Rohan Parikh, Biochemist

Even as the pace of scientific discovery quickens, the culture of the scientific community is changing too, and Rohan Parikh, who graduates this spring with a major in biochemistry and a minor in math, is poised to be a leader on both fronts.

A member of the College Science Scholar program, the College’s honors society for students in the sciences, Parikh has been involved in research since his first year at UVA. Working with the Biochemistry and Molecular Genetics Department of UVA’s School of Medicine. Parikh has been a member of a research team investigating how the information contained in genetic material is translated into proteins, the building blocks of body tissue. His role has been to analyze large sets of data, looking for clues that will help the team understand how the process of gene expression is regulated by the body, which could lead to new treatments for a disease like cancer that occurs when that process goes awry.

The team has developed and published an approach to data analysis using machine learning to better understand the role RNA molecules play in genetics. Parikh and his colleagues have developed an algorithm that promises to expand our understanding of the complexities of the genome.

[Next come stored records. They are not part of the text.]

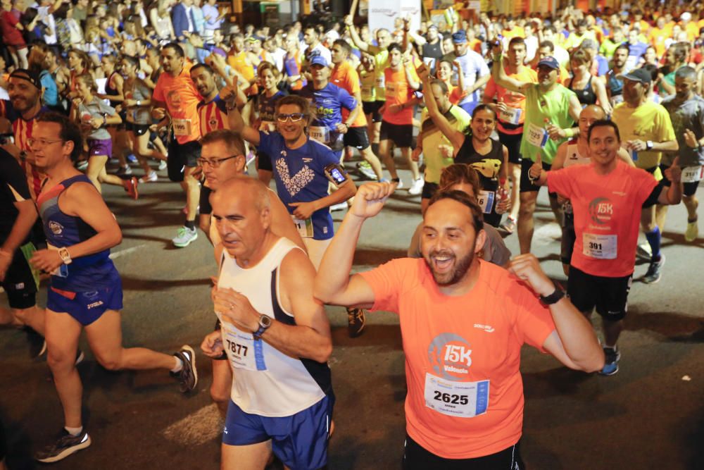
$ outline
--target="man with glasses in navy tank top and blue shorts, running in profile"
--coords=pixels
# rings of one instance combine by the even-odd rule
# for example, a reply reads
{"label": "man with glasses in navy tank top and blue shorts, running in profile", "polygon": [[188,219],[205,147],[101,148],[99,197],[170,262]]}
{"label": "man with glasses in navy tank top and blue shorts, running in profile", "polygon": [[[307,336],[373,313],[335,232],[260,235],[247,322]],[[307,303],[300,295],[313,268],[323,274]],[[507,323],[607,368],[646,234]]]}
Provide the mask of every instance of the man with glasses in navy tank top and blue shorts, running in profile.
{"label": "man with glasses in navy tank top and blue shorts, running in profile", "polygon": [[35,455],[39,462],[51,463],[91,444],[82,424],[82,383],[75,368],[82,330],[98,362],[110,371],[170,370],[182,392],[195,388],[198,375],[195,353],[188,345],[172,356],[122,347],[122,282],[109,257],[110,249],[122,241],[122,233],[100,193],[73,167],[83,150],[80,129],[61,114],[44,113],[37,118],[30,144],[37,166],[47,175],[37,206],[49,244],[48,249],[34,252],[30,263],[51,273],[45,321],[47,362],[65,420],[56,441]]}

“Our ability procure data vastly overpowers our ability to analyze it, and machine learning is especially valuable when we’re working with big data sets like these,” Parikh said.

Rohan Parikh
Outgoing president of UVA's professional chemistry fraternity, Rohan Parikh, CLAS '23, will pursue a career in medicine.

Although Parikh, who plans to pursue a career in the medical field, doesn’t see machine learning or artificial intelligence replacing medical judgment or insight, he does think it has value as a tool to supplement that insight.

“I definitely think it will be a valuable supplement,” Parikh said. “I think it has the ability to help find patterns in data that we would never have been able to find using conventional methods.”

Another advantage machine learning brings to the table is that it could help make precision medicine — a costly approach to tailoring disease prevention and treatment to individuals based on their genetic makeup and their environment — more accessible to people who couldn’t otherwise afford it.

“Something I would really love to do is to find a way to make that sort of medicine more accessible and more cost effective,” Parikh said. “Being able to take that data and directly output results that are clinically relevant can help people immediately.”

Parikh has also played an important role in the life of STEM students at UVA as a member and, most recently, president of Alpha Chi Sigma, the University’s professional chemistry fraternity that supports the rapidly expanding diversity of the community of students interested in pursuing careers in the sciences.

Under Parikh’s tenure, the organization has expanded its outreach into the UVA community, established a peer-advising network and is building its capacity to expand advising for incoming students. His experience as a member and leader of the organization has advanced his interest in pursuing a career in medical research, but it has also sparked his interest in educating STEM’s next generation.

“I’m really interested in working with patients directly to more immediately improve patient outcomes and treatments, but I think I’d love to go into academic medicine in some capacity and having the opportunity to teach,” Parikh said. “I definitely want to impact the world through teaching students and helping shape the future of medicine.”